Of course, the redeployability project is not going to be easy. The next few sections highlight some of the design challenges we are facing. We have begin solving all of these and more, but as none of the solutions are set in stone I will focus just on the challenges themselves.

Deployment Process

Deploying a set of microservices and backend services like databases is pretty easy: tools like Kubernetes are designed for the purpose. Taskcluster, however, is a little more complicated. The system uses a number of cloud providers (packet.net, AWS, and Azure), each of which needs to be configured properly before use.

Worker deployment is a complicated topic: workers must be built into images that can run in cloud services (such as AMIs), and those images must be capable of starting and contacting the Queue to fetch work without further manual input. We already support a wide array of worker deployments on the single instance of Taskcluster, and multiple deployments would probably see an even greater diversity, so any deployment system will need to be extremely flexible.

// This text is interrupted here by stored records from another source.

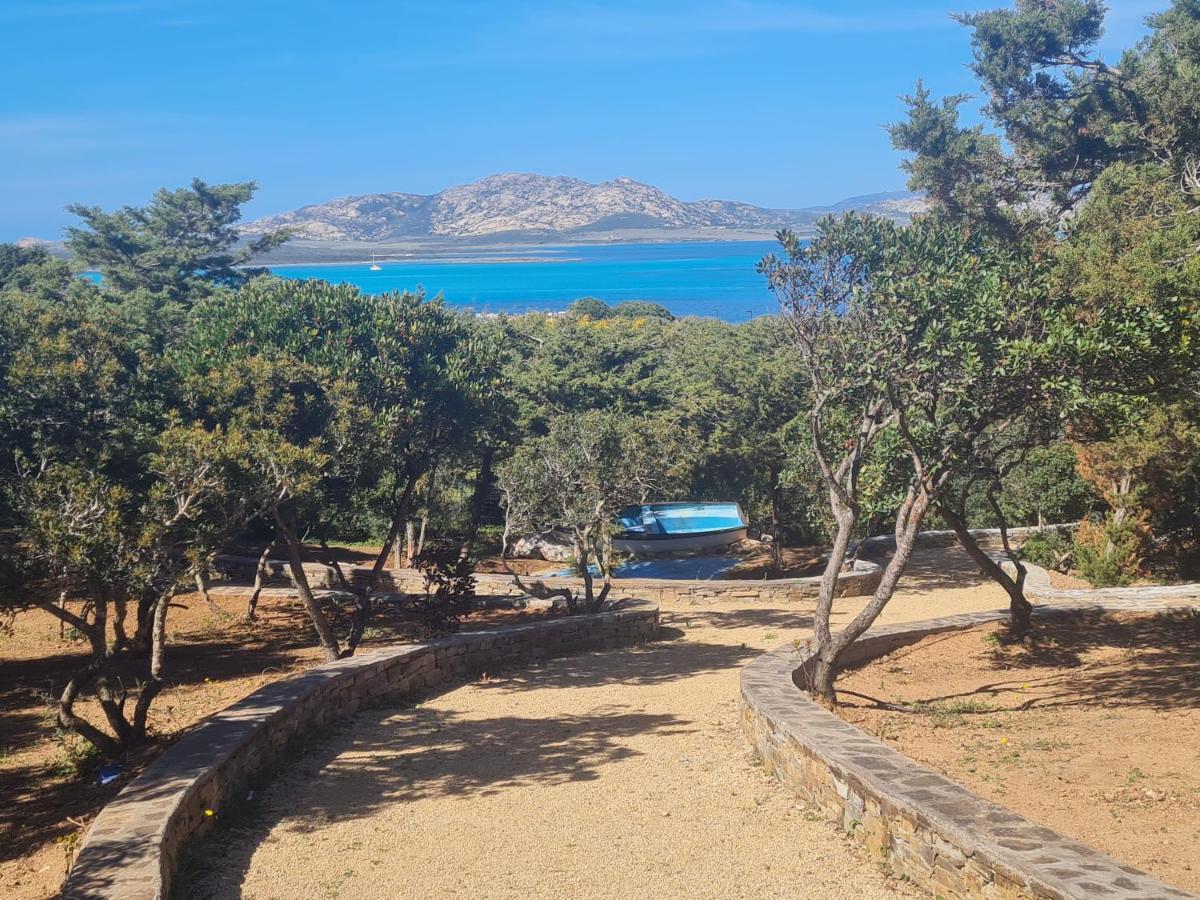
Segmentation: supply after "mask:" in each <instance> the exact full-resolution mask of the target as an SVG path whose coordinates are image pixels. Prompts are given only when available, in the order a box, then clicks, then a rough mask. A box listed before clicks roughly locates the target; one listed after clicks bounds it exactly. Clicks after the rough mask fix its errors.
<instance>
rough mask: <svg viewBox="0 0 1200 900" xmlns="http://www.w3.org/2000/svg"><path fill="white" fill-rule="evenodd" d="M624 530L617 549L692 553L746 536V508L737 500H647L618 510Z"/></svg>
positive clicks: (619, 536)
mask: <svg viewBox="0 0 1200 900" xmlns="http://www.w3.org/2000/svg"><path fill="white" fill-rule="evenodd" d="M617 518H618V521H619V524H620V528H622V530H620V532H619V533H618V534H617V535H616V536H614V538H613V541H612V546H613V550H616V551H618V552H620V553H635V554H637V556H659V554H664V553H690V552H697V551H704V550H714V548H716V547H727V546H728V545H731V544H737V542H738V541H740V540H745V536H746V528H748V527H749V522H748V521H746V517H745V512H743V511H742V506H740V505H738V504H737V503H686V502H680V503H646V504H642V505H640V506H626V508H624V509H623V510H620V511H619V512H618V514H617Z"/></svg>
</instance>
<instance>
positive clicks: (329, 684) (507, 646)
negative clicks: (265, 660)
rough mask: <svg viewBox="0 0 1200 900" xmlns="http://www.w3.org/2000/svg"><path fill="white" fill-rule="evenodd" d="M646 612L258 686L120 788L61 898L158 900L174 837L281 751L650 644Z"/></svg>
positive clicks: (344, 668) (640, 606)
mask: <svg viewBox="0 0 1200 900" xmlns="http://www.w3.org/2000/svg"><path fill="white" fill-rule="evenodd" d="M658 622H659V611H658V607H656V606H655V605H654V604H649V602H644V601H642V602H629V604H626V605H625V606H624V607H623V608H618V610H613V611H610V612H602V613H598V614H594V616H575V617H569V618H559V619H553V620H550V622H540V623H535V624H532V625H518V626H514V628H505V629H497V630H492V631H473V632H468V634H462V635H455V636H452V637H446V638H443V640H439V641H433V642H430V643H420V644H400V646H392V647H385V648H380V649H377V650H372V652H367V653H361V654H358V655H355V656H352V658H349V659H346V660H340V661H337V662H330V664H326V665H323V666H318V667H316V668H311V670H308V671H307V672H304V673H302V674H299V676H295V677H292V678H286V679H283V680H280V682H275V683H274V684H269V685H265V686H264V688H260V689H259V690H257V691H254V692H253V694H251V695H250V696H248V697H245V698H244V700H241V701H239V702H236V703H234V704H233V706H230V707H227V708H226V709H224V710H222V712H220V713H217V714H216V715H214V716H211V718H209V719H206V720H204V722H202V724H200V725H199V726H197V727H196V728H194V730H193V731H192V732H191V733H190V734H188V736H187V737H185V738H184V739H181V740H180V742H179V743H178V744H175V745H174V746H172V748H170V749H169V750H167V751H166V752H164V754H163V755H162V756H160V757H158V758H157V760H155V761H154V762H152V763H151V764H150V766H149V767H146V769H145V770H144V772H143V773H142V774H140V775H138V778H136V779H134V780H133V781H131V782H130V784H128V785H127V786H126V787H125V790H124V791H121V793H120V794H119V796H118V797H116V799H114V800H113V802H112V803H109V804H108V805H107V806H106V808H104V809H103V810H101V812H100V815H98V816H97V817H96V821H95V822H94V823H92V826H91V828H90V830H89V832H88V835H86V838H85V839H84V841H83V845H82V846H80V848H79V852H78V854H77V856H76V860H74V864H73V866H72V869H71V874H70V876H68V878H67V884H66V889H65V894H64V895H65V896H66V898H70V899H71V900H83V899H85V898H86V899H88V900H98V899H101V898H104V899H107V900H161V899H162V898H166V896H168V894H169V889H170V878H172V874H173V872H174V870H175V865H176V863H178V858H179V852H180V848H181V846H182V845H184V842H185V841H186V840H188V839H190V838H192V836H193V835H196V834H197V833H199V832H200V830H202V829H203V828H205V827H206V826H209V824H211V823H212V822H214V821H220V816H221V812H222V806H223V804H224V803H226V802H227V800H228V799H229V798H230V797H235V796H236V793H235V792H238V791H239V788H242V787H244V786H245V785H246V782H247V781H248V779H250V778H251V776H252V775H254V774H256V773H258V772H260V770H263V769H265V768H269V767H270V764H271V763H272V762H274V761H276V760H277V758H278V757H280V756H281V755H282V754H283V752H284V750H286V748H287V746H288V744H289V743H290V742H292V740H293V739H295V738H298V737H301V736H308V734H311V733H312V732H313V731H316V730H318V728H320V727H322V726H324V725H326V724H329V722H331V721H334V720H336V719H341V718H344V716H348V715H350V714H353V713H355V712H356V710H358V709H360V708H362V707H365V706H368V704H371V703H377V702H382V701H383V700H384V698H394V697H402V696H406V695H413V694H419V692H421V691H424V690H426V689H428V688H433V686H436V685H439V684H443V683H445V682H450V680H452V679H456V678H463V677H467V676H472V674H478V673H479V672H482V671H487V670H494V668H497V667H500V666H506V665H517V664H524V662H530V661H536V660H540V659H548V658H552V656H562V655H566V654H570V653H576V652H580V650H584V649H596V648H613V647H622V646H630V644H637V643H642V642H646V641H650V640H654V637H655V636H656V634H658Z"/></svg>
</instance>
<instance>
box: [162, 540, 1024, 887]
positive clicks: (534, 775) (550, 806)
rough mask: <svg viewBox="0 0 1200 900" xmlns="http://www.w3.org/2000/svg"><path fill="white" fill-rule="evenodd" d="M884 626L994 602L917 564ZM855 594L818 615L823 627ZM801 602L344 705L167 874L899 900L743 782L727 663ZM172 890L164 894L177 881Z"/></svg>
mask: <svg viewBox="0 0 1200 900" xmlns="http://www.w3.org/2000/svg"><path fill="white" fill-rule="evenodd" d="M902 587H904V589H902V592H901V593H900V594H898V596H896V598H895V599H894V601H893V604H892V606H890V607H889V610H888V612H887V619H889V620H898V619H918V618H926V617H930V616H936V614H942V613H946V612H959V611H966V610H984V608H996V607H998V606H1002V605H1003V601H1004V599H1003V594H1002V592H1001V590H1000V589H998V588H995V587H992V586H991V584H988V583H980V581H979V578H978V577H977V576H976V574H974V571H973V569H972V566H971V565H970V563H968V560H966V558H965V557H964V556H961V554H960V553H959V552H958V551H953V550H950V551H926V552H924V553H922V554H920V556H919V558H918V559H916V560H914V571H913V575H912V576H911V577H908V578H907V580H906V582H905V583H904V586H902ZM860 604H862V600H846V601H841V602H840V608H839V616H840V617H841V619H842V620H845V618H846V617H847V616H848V614H852V613H853V612H854V611H857V608H858V606H859V605H860ZM811 611H812V605H811V602H798V604H796V605H788V606H755V605H715V606H704V607H680V608H670V610H664V614H662V624H664V630H665V640H662V641H660V642H656V643H653V644H649V646H646V647H642V648H635V649H622V650H610V652H600V653H590V654H584V655H581V656H574V658H568V659H560V660H553V661H550V662H547V664H545V665H541V666H539V667H535V668H529V670H522V671H515V672H504V673H496V674H492V676H490V677H486V678H482V679H479V680H475V682H472V683H468V684H464V685H462V686H460V688H456V689H454V690H450V691H446V692H444V694H442V695H439V696H436V697H432V698H428V700H426V701H424V702H421V703H418V704H415V706H407V707H395V708H390V709H374V710H368V712H365V713H362V714H360V715H358V716H355V718H354V719H353V720H350V721H348V722H346V724H344V725H343V726H341V727H338V728H337V730H334V731H330V732H325V733H324V734H323V736H322V737H319V738H318V739H316V740H314V742H313V743H312V744H311V745H310V748H308V749H307V750H306V751H305V752H304V754H302V755H300V756H299V757H296V758H294V760H292V761H290V762H289V763H288V766H287V767H286V768H284V769H283V772H281V773H280V775H278V778H277V779H276V780H275V781H272V782H271V785H270V786H269V787H268V788H265V790H264V791H260V792H259V793H258V796H256V797H254V798H253V799H252V800H251V803H250V804H247V810H246V811H245V812H242V814H241V815H240V816H238V817H235V818H233V821H229V822H226V823H223V827H222V830H221V833H220V834H218V836H217V838H215V839H211V840H209V841H208V842H205V844H204V845H203V852H202V857H203V858H202V859H200V860H199V863H196V864H193V865H192V866H191V868H190V869H188V870H187V871H186V872H185V874H184V875H182V878H186V881H187V882H188V889H187V890H185V892H184V893H185V895H188V894H190V895H192V896H204V898H236V896H245V898H258V899H259V900H265V899H266V898H407V896H413V898H418V896H420V898H443V896H470V898H601V896H604V898H684V896H685V898H742V896H745V898H751V896H752V898H839V899H840V898H884V896H907V895H913V892H912V889H911V888H910V887H908V886H906V884H901V883H898V882H895V881H894V880H890V878H888V877H887V876H886V875H884V874H883V872H882V871H881V870H880V869H878V866H877V865H876V864H875V863H872V862H870V860H868V859H866V858H865V856H863V854H862V853H860V852H859V851H858V848H857V847H856V846H854V845H853V844H851V842H850V841H847V840H846V839H844V838H842V836H841V835H840V834H839V833H838V832H836V830H835V829H834V828H833V827H832V826H830V824H828V823H826V822H824V821H822V820H820V818H818V817H817V816H816V815H815V814H814V812H812V811H811V810H809V809H806V808H805V805H804V804H803V803H800V802H798V800H797V798H796V797H794V796H792V794H790V793H788V792H787V791H785V790H784V788H782V787H781V786H780V785H778V784H776V782H775V781H774V780H772V779H769V778H767V776H764V775H763V773H762V769H761V767H758V766H756V764H755V761H754V760H752V758H751V756H750V754H749V751H748V748H746V745H745V743H744V740H743V738H742V734H740V732H739V727H738V712H737V691H738V670H739V668H740V667H742V666H743V665H744V664H745V662H748V661H749V660H751V659H754V658H755V656H756V655H757V654H758V653H761V652H763V650H766V649H768V648H772V647H776V646H779V644H781V643H785V642H788V641H793V640H796V638H799V637H804V636H806V635H808V634H809V626H810V616H811ZM182 878H181V880H182Z"/></svg>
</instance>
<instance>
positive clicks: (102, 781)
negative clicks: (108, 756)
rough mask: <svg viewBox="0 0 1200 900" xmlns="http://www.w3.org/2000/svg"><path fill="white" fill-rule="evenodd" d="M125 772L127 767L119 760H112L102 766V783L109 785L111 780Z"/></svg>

We want to use the deployment process for all deployments, so it must be fast and reliable. For example, to deploy a fix to the Secrets service, I would modify the configuration to point to the new version and initiate a full re-deploy of the Taskcluster instance. If the deployment process causes downtime by restarting every service, or takes hours to complete, we will find ourselves “cheating” and deploying things directly.

Client Libraries

The Taskcluster client libraries contain code that is generated from the API specification for the Taskcluster services. That means that the latest taskcluster package on PyPi corresponds to the APIs of the services as they are currently deployed. If an instance of Taskcluster is running an older version of those services, then the newer client may not be able to call them correctly. Likewise, an instance created for development purposes might have API methods that aren’t defined in any released version of the client libraries.

A related issue is service discovery: how does a client library find the right URL for a particular service? For platform services like the Queue and Auth, this is fairly simple, but grows more complex for services which might be deployed several times, such as the AWS provisioner.

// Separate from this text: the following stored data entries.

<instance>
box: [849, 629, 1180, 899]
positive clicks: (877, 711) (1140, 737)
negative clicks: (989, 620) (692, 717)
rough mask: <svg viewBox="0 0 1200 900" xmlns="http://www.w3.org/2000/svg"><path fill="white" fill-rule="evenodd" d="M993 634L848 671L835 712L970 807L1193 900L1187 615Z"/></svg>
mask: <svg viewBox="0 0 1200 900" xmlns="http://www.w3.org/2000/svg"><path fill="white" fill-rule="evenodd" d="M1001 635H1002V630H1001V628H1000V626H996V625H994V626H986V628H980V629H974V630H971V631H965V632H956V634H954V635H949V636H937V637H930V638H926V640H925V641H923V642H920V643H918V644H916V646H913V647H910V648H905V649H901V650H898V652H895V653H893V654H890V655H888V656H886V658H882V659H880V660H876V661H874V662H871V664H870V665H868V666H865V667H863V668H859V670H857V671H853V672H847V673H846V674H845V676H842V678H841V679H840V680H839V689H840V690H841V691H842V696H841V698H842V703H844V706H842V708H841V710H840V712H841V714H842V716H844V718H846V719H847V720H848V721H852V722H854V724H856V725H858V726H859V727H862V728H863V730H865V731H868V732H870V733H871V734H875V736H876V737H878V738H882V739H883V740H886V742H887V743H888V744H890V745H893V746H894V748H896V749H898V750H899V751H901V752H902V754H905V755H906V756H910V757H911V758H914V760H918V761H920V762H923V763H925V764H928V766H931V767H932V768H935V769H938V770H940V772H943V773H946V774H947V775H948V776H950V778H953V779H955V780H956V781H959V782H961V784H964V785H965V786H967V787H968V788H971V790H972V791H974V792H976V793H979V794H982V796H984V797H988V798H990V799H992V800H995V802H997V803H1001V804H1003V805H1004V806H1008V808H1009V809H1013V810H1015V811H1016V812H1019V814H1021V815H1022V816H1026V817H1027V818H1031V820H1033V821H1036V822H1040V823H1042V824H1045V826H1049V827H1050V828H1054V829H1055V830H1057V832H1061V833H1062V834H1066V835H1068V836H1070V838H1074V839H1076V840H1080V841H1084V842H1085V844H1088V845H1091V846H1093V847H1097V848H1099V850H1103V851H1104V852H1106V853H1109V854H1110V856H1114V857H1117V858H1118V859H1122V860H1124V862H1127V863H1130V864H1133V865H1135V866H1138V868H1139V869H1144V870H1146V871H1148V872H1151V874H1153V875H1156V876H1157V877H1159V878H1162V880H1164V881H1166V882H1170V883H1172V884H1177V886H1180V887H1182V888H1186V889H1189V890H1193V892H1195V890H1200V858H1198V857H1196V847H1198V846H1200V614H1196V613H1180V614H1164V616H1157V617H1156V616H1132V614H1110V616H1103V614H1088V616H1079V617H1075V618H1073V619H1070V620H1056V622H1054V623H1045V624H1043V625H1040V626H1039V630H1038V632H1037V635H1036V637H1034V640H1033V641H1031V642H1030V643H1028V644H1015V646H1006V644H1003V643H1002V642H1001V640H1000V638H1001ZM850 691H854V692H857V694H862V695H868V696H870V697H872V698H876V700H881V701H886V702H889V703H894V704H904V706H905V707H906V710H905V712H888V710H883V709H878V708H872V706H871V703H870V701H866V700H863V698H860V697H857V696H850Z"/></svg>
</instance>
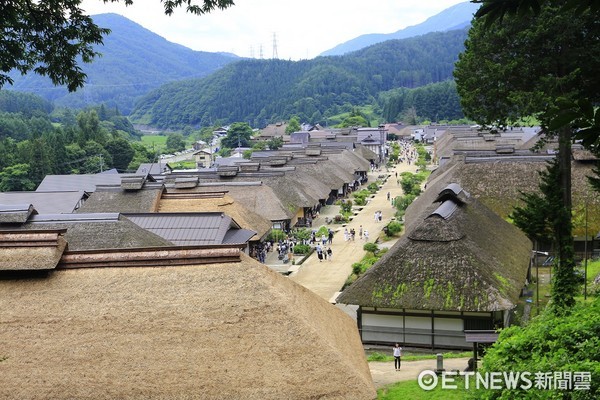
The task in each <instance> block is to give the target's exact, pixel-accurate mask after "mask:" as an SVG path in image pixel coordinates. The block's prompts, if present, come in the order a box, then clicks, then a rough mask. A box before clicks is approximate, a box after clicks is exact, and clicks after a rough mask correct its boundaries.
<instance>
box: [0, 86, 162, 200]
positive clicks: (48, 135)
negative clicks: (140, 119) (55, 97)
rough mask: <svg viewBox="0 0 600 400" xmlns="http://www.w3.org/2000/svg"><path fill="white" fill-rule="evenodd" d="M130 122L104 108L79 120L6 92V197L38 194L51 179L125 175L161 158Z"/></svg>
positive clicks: (5, 122) (101, 105) (4, 160)
mask: <svg viewBox="0 0 600 400" xmlns="http://www.w3.org/2000/svg"><path fill="white" fill-rule="evenodd" d="M138 139H139V136H138V133H137V131H136V130H135V129H134V128H133V126H132V125H131V123H130V122H129V120H128V119H127V117H125V116H122V115H121V114H120V113H119V110H118V109H116V108H107V107H105V106H104V105H101V106H98V107H92V108H88V109H85V110H83V111H80V112H78V113H77V114H75V113H74V112H73V111H72V110H70V109H54V108H53V106H52V104H51V103H49V102H48V101H46V100H44V99H42V98H41V97H39V96H36V95H33V94H26V93H18V92H13V91H6V90H2V91H0V154H2V157H0V191H18V190H34V189H35V188H36V187H37V185H38V184H39V183H40V182H41V180H42V179H43V178H44V176H46V175H49V174H71V173H82V174H83V173H97V172H101V171H103V170H107V169H110V168H116V169H117V170H118V171H120V172H124V171H126V170H128V169H129V168H130V167H135V166H136V165H139V163H141V162H148V161H151V160H153V159H154V158H155V154H152V153H151V152H149V151H148V150H147V149H146V147H145V146H143V145H142V144H141V142H139V141H138Z"/></svg>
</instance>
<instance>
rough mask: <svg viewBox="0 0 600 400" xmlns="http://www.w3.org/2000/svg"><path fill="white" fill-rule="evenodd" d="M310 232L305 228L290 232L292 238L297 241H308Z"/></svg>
mask: <svg viewBox="0 0 600 400" xmlns="http://www.w3.org/2000/svg"><path fill="white" fill-rule="evenodd" d="M310 235H311V231H310V229H307V228H300V229H296V230H294V231H293V232H292V236H293V237H294V238H296V239H298V240H308V239H310Z"/></svg>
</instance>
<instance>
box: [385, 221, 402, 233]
mask: <svg viewBox="0 0 600 400" xmlns="http://www.w3.org/2000/svg"><path fill="white" fill-rule="evenodd" d="M386 228H387V232H386V235H387V236H394V235H397V234H398V233H400V232H402V223H401V222H398V221H392V222H390V223H389V224H387V226H386Z"/></svg>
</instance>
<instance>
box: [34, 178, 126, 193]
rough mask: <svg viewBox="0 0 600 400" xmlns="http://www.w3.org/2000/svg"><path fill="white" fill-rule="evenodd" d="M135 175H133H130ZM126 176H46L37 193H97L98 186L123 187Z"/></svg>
mask: <svg viewBox="0 0 600 400" xmlns="http://www.w3.org/2000/svg"><path fill="white" fill-rule="evenodd" d="M129 175H133V174H129ZM122 176H128V175H126V174H89V175H46V177H45V178H44V180H43V181H42V183H40V185H39V186H38V188H37V189H36V192H60V191H79V190H84V191H86V192H88V193H92V192H94V191H96V185H117V186H120V185H121V177H122Z"/></svg>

Configuration and Customization

No two deployments of Taskcluster will be exactly alike – that would defeat the purpose. We must support a limited amount of flexibility: which services are enabled, what features of those services are enabled, and credentials for the various cloud services we use.

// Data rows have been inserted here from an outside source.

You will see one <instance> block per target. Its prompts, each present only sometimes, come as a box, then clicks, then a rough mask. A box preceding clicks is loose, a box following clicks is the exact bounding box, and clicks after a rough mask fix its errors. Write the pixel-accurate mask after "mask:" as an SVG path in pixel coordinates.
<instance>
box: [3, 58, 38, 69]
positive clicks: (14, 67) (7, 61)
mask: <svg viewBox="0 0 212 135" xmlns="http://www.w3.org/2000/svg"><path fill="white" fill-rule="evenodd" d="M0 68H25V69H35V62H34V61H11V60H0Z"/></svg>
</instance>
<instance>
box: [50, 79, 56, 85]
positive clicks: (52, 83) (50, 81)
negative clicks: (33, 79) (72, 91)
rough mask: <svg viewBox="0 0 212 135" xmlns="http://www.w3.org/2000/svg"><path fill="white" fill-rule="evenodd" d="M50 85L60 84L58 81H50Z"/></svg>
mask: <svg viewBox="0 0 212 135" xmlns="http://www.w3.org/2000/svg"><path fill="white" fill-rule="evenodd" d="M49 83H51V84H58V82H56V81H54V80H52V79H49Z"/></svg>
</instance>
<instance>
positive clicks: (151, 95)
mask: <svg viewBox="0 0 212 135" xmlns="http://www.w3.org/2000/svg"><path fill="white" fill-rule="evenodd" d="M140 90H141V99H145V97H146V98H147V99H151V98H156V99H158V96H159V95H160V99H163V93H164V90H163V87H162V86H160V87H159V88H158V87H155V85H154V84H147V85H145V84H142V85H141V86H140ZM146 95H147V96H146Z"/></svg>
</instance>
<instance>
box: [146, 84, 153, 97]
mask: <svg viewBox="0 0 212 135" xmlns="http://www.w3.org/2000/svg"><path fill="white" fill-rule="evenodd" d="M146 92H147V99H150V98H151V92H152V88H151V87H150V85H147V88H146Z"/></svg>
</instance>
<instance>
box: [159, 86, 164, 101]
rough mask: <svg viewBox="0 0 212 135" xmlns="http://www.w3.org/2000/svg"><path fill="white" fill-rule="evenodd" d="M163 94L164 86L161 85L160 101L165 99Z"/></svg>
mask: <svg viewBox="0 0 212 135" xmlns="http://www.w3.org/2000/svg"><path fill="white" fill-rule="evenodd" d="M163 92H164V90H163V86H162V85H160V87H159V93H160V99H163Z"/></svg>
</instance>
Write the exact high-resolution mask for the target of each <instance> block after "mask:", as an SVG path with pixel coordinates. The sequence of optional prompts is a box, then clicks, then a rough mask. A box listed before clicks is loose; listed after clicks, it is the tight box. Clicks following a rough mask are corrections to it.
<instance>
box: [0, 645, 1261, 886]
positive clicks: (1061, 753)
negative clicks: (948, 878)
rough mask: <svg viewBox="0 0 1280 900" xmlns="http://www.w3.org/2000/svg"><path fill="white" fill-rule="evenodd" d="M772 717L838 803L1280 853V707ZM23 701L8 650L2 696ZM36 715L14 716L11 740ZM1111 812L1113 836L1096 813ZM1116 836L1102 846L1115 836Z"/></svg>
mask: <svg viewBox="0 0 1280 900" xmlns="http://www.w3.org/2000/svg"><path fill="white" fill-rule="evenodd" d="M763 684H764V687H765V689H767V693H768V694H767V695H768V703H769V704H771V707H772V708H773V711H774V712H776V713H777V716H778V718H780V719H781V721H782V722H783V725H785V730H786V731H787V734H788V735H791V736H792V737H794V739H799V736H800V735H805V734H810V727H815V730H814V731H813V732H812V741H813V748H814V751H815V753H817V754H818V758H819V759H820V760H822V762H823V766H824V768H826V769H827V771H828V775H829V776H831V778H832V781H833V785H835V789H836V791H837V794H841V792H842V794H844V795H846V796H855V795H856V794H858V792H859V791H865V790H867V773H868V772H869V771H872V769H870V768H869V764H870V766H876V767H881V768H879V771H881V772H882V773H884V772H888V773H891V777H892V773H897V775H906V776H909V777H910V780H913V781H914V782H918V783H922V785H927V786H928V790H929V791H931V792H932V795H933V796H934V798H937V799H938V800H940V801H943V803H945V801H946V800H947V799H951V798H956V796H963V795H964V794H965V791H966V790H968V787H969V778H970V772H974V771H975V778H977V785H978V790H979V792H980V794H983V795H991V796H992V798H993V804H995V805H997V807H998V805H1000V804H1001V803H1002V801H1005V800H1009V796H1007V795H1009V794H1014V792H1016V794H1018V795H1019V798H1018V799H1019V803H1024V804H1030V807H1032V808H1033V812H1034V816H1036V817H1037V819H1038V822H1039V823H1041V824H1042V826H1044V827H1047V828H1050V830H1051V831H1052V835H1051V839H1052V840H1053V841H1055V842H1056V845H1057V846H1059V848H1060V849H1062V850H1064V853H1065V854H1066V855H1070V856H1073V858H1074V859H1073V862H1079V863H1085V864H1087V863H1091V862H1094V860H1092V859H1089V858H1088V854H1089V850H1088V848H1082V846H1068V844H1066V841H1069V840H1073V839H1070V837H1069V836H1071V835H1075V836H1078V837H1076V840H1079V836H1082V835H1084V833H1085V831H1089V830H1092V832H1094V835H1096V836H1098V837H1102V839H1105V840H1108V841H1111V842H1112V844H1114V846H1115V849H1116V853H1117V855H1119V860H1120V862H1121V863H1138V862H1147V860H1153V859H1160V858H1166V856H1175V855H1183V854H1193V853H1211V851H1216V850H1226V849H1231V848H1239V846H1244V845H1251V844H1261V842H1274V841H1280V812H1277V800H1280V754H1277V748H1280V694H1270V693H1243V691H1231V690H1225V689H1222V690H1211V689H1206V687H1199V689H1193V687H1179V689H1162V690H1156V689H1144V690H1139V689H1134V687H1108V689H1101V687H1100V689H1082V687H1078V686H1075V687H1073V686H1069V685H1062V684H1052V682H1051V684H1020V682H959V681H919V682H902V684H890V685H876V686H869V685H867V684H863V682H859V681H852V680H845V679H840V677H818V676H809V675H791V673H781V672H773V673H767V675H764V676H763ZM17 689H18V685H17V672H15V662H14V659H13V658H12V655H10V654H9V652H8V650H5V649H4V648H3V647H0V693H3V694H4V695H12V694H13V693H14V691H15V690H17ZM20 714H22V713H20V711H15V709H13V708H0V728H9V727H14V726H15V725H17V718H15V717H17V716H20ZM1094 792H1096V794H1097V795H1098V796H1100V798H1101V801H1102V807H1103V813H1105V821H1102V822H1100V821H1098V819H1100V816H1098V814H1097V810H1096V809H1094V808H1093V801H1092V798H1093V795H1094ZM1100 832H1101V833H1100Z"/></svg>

In some cases the configuration for a service relies on values derived from another service that must already be started. For example, the Queue needs Taskcluster credentials generated by calling createTask on a running Auth service.

Upgrades

Many of the new features we have added in Taskcluster have been deployed through a carefully-choreographed, manual process. For example, to deploy parameterized roles support, which involved a change to the Auth sevice’s backend support, I disabled writes to the backend, carefully copied the data to the new backend, then landed a patch to begin using the new backend with the old frontend, and so on. We cannot expect users to follow hand-written instructions for such delicate dances.

Conclusion

The Taskcluster team has a lot of work to do. But this is a direction many of us have been itching to move for several years now, so we are eagerly jumping into it. Look for more updates on the redeployability project in the coming months!